There will always be demand for brain interfaces among disabled patients, and I expect many more impressive demos from Neuralink. However, for central brain interfaces to achieve widespread adoption, they either need to be implanted before the critical period (i.e. in children), or we have to figure out how to solve the plasticity problem. I suspect implantation of BCIs in children is probably the way things will go in the long run.


Consideration 3: No one wants a hole in their head. Seriously. We need to figure out how to get into the brain non-invasively. The vasculature is a good option. I am also a big fan of the cribriform plate (see below), which is a piece of the skull that already has many millimeter-scale holes in it for olfactory nerves. I also think it should be possible to drill thousands or hundreds of thousands of microscopic holes in the skull ultra-rapidly for interfacing.

Considering this, what are the opportunities?

Opportunity 1: BCIs in children, before the critical period closes. This is hard for obvious reasons, but it is probably the way things will go in the long run.


Opportunity 2: Fix the plasticity problem. Figure out how to reopen the critical periods. This is an active area of research. Note, however, that there is a basic question here about whether the critical period can be reopened without destroying memories.


Opportunity 3: Reduce invasiveness. If we could install central brain interfaces in a much less invasive way, it would dramatically reduce the barriers in the field.
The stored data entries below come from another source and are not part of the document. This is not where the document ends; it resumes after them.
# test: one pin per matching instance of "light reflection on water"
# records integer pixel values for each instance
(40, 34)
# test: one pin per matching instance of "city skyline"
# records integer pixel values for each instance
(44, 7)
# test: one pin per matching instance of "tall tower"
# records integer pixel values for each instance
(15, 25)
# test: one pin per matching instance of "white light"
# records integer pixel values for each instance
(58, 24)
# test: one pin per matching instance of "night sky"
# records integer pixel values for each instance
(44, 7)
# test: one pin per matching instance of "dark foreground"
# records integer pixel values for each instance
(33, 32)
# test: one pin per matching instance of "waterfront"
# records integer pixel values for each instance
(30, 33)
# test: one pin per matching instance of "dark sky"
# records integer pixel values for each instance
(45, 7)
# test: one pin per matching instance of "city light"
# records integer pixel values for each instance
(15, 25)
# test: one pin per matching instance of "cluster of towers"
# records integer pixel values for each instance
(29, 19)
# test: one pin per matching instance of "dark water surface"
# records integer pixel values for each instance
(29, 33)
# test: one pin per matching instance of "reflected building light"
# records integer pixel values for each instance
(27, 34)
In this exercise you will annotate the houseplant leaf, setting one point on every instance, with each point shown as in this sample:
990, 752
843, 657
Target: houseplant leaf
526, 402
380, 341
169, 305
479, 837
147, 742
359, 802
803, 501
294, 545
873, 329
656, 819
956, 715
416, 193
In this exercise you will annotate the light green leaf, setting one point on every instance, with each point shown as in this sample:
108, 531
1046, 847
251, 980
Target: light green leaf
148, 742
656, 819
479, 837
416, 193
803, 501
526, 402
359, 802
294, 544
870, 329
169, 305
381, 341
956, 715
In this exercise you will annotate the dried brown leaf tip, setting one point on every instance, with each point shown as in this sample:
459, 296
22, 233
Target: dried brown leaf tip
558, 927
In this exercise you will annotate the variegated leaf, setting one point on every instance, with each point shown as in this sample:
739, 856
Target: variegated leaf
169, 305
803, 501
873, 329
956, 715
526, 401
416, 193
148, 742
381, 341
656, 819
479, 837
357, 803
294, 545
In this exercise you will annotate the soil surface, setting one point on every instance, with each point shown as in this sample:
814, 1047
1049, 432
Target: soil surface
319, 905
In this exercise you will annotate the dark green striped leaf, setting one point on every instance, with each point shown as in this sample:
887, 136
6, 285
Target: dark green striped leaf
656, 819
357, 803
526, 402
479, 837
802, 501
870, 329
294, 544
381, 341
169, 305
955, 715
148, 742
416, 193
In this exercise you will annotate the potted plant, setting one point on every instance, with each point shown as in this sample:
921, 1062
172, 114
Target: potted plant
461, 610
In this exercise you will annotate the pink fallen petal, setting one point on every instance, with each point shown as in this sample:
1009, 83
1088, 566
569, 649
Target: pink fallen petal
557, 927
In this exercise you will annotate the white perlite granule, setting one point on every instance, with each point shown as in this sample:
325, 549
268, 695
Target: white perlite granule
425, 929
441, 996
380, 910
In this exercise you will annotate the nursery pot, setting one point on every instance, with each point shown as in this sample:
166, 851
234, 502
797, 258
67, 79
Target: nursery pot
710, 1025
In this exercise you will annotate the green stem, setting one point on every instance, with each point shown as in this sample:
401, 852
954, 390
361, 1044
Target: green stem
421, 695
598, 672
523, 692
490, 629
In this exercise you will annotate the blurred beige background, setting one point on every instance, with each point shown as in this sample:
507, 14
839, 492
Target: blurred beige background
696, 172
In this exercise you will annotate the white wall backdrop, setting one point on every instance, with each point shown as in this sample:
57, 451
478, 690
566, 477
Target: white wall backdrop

However, it does not solve problems 1 and 2 above.


Wild speculation: Teleportation

I suspect that the path to true widespread BCIs will be that we begin to implant BCIs in children who are missing limbs or other body parts. Those children will learn to use their robotic limbs or eyes with as much proficiency as a fully able-bodied human can use their biological limbs; but those children will have an advantage, which is that they will be able to switch their feed at will. A child with a prosthetic eye could switch their feed to see through some camera halfway across the world. Ultimately, the advantages gained that way will cause parents to clamor for BCIs in healthy children. And this is the way we will invent teleportation: when you learn to use prosthetic limbs from birth, you will be able to teleport to other bodies by just switching your feed.